NFL
Niebawem zobaczymy ją w nowym filmie. Więcej w komentarzu
Dla Joan Collins rola w kultowej “Dynastii” była przepustką do międzynarodowej popularności i wielkiej kariery. Jak po blisko czterech dekadach od premiery ostatniego odcinka wygląda serialowa Alexis? 92-letnia aktorka nie zwalnia tempa ani na chwilę.
Joan Collins jest jedną z niewielu żyjących gwiazd Złotej Ery Hollywood. Miała zaledwie 9 lat, gdy po raz pierwszy pojawiła się na ekranie, ale za profesjonalne rozpoczęcie jej kariery przyjmuje się 1951 rok. W branży filmowej zaistniała przede wszystkim dzięki “Ziemi faraonów”, po której wystąpiła w takich kinowych hitach jak “Bravados”, “Opowieści z krypty” czy “Imperium mrówek”. I choć te produkcje przyniosły jej popularność, to największy sukces wciąż jednak był dopiero przed nią.

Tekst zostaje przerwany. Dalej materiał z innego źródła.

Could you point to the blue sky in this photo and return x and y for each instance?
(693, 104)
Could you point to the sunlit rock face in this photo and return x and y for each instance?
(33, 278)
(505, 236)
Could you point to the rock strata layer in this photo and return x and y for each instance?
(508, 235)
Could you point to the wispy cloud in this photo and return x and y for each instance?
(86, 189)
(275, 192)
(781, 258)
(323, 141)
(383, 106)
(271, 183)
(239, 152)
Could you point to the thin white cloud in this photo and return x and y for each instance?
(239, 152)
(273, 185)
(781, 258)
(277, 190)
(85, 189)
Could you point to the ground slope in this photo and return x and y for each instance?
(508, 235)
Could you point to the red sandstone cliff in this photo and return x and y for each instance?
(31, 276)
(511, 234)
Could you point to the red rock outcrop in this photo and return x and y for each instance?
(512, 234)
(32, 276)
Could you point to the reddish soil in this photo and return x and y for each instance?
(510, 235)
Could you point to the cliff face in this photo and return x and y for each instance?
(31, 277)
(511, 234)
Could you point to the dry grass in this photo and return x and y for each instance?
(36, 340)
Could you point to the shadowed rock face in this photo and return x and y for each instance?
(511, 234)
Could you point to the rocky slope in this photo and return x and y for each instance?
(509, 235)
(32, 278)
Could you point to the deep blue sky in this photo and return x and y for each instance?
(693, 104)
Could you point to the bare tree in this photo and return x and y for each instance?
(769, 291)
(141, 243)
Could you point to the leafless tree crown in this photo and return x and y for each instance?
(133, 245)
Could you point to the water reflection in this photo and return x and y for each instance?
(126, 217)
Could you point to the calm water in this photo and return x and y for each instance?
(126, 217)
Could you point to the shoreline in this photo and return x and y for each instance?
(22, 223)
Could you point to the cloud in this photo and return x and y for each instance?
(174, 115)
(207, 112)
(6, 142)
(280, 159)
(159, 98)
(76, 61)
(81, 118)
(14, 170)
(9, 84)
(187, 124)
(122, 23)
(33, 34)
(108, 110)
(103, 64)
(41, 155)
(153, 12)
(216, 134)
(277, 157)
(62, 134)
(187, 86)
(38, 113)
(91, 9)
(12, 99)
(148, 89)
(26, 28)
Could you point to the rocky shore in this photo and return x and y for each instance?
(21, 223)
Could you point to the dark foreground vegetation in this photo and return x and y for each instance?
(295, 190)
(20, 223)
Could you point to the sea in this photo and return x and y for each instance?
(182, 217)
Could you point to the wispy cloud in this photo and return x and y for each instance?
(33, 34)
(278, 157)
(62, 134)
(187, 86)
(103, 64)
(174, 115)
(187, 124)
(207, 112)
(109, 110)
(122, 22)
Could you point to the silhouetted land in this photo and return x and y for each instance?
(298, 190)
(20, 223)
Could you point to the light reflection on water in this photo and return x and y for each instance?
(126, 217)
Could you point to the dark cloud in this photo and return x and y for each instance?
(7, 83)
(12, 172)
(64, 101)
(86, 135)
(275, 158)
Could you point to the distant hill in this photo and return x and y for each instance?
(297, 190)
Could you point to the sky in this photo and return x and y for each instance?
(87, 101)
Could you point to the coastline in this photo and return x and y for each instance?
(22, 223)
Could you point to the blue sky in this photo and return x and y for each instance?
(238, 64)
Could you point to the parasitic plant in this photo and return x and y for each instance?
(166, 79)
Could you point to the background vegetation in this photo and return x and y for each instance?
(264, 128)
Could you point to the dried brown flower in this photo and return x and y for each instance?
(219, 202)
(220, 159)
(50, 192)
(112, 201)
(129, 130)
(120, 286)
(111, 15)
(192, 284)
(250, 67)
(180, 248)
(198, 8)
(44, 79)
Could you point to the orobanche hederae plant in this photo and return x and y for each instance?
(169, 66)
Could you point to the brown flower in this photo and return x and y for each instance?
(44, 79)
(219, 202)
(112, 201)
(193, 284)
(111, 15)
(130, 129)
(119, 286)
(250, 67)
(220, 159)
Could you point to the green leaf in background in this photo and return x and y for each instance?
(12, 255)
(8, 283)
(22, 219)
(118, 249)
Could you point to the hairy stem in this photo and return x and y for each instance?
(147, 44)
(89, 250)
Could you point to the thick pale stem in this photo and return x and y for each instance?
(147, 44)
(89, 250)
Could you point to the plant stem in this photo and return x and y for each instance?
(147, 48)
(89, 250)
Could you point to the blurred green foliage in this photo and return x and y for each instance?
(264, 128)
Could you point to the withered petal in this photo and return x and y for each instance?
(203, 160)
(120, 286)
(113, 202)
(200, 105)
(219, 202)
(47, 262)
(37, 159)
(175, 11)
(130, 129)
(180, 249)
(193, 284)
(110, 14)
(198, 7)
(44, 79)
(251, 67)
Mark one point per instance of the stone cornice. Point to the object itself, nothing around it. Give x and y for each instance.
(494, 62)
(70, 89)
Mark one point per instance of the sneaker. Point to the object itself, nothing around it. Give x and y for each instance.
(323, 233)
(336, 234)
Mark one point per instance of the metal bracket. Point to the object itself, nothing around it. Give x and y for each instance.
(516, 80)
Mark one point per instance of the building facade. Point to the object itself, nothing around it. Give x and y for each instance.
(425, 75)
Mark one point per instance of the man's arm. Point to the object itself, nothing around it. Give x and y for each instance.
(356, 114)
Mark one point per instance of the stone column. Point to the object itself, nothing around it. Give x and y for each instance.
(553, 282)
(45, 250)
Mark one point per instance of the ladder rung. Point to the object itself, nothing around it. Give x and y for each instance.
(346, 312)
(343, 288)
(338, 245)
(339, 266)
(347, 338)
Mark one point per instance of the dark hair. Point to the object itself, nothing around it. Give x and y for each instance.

W 1981 roku Collins dołączyła do obsady kultowej już opery mydlanej “Dynastia”, w której wykreowała postać ambitnej i przebiegłej Alexis Carrington-Colby. Jej popularność z miejsca poszybowała w górę, przynosząc jej międzynarodową sławę i wiele prestiżowych nagród. Otrzymała za nią m.in. Złoty Glob i aż 5 nominacji do tej nagrody, co uczyniło ją jedną z najbardziej pożądanych aktorek w branży.
Tym sposobem, gdy po 8 latach padł ostatni klaps na planie, z powodzeniem mogła kontynuować karierę. Zagrała wówczas w “Roseanne”, “Pomocy domowej”, “Dekadencji” oraz filmie “Flinstonowie: Niech żyje Rock Vegas!”, spełniając się jednocześnie w wielu innych dziedzinach. Napisała i wydała kilka książek, w tym autobiografię, bestsellerowy poradnik o zdrowiu i urodzie, a także kilka poczytnych powieści.
Sukcesy na ekranie nie przełożyły się jednak na szczęście w życiu prywatnym. Jako 19-latka wyszła za mąż za kolegę po fachu Maxwella Reeda, który podobno chciał ją sprzedać arabskiemu szejkowi za 10 tys. funtów brytyjskich. Później związana była z wieloma sławnymi mężczyznami, ale na ślubnym kobiercu po raz drugi stanęła dopiero z piosenkarzem Anthonym Newleyem, któremu urodziła córkę Tarę i syna Alexandra. Małżeństwo nie było jednak udane i zakończyło się rozwodem, tak samo jak związek z producentem Ronaldem S. Kassą, z którym doczekała się drugiej córki Katyany, oraz wokalistą Peterem Holmem. Ostatecznie miłością jej życia okazał się młodszy o 32 lata menadżer teatralny Percy Gibson, którego poślubiła na początku 2002 roku.
23 maja 2025 roku Joan Collins obchodziła 92. urodziny. Aktorka wciąż zachwyca urodą, jest aktywna zawodowo i ani myśli o tym, by zwolnić tempo. Prężnie prowadzi swoje profile w mediach społecznościowych, a także regularnie pojawia się na branżowych imprezach, każdorazowo skupiając na sobie uwagę fotoreporterów.
Niebawem będzie nam dane także zobaczyć ją znów na dużym ekranie. Od kilku miesięcy pracuje bowiem przy filmie “The Bitter End” w reżyserii Mike’a Newella. Wcieli się w nim w amerykańską arystokratkę Wallis Simpson, kochankę i późniejszą żonę Edwarda VIII. – Jestem podekscytowana tym wyzwaniem. Zagram kultową kobietę, której historii nikt jeszcze nie opowiedział – powiedziała na łamach “The Guardian” i dodała, że latami marzyła, by móc ją zagrać.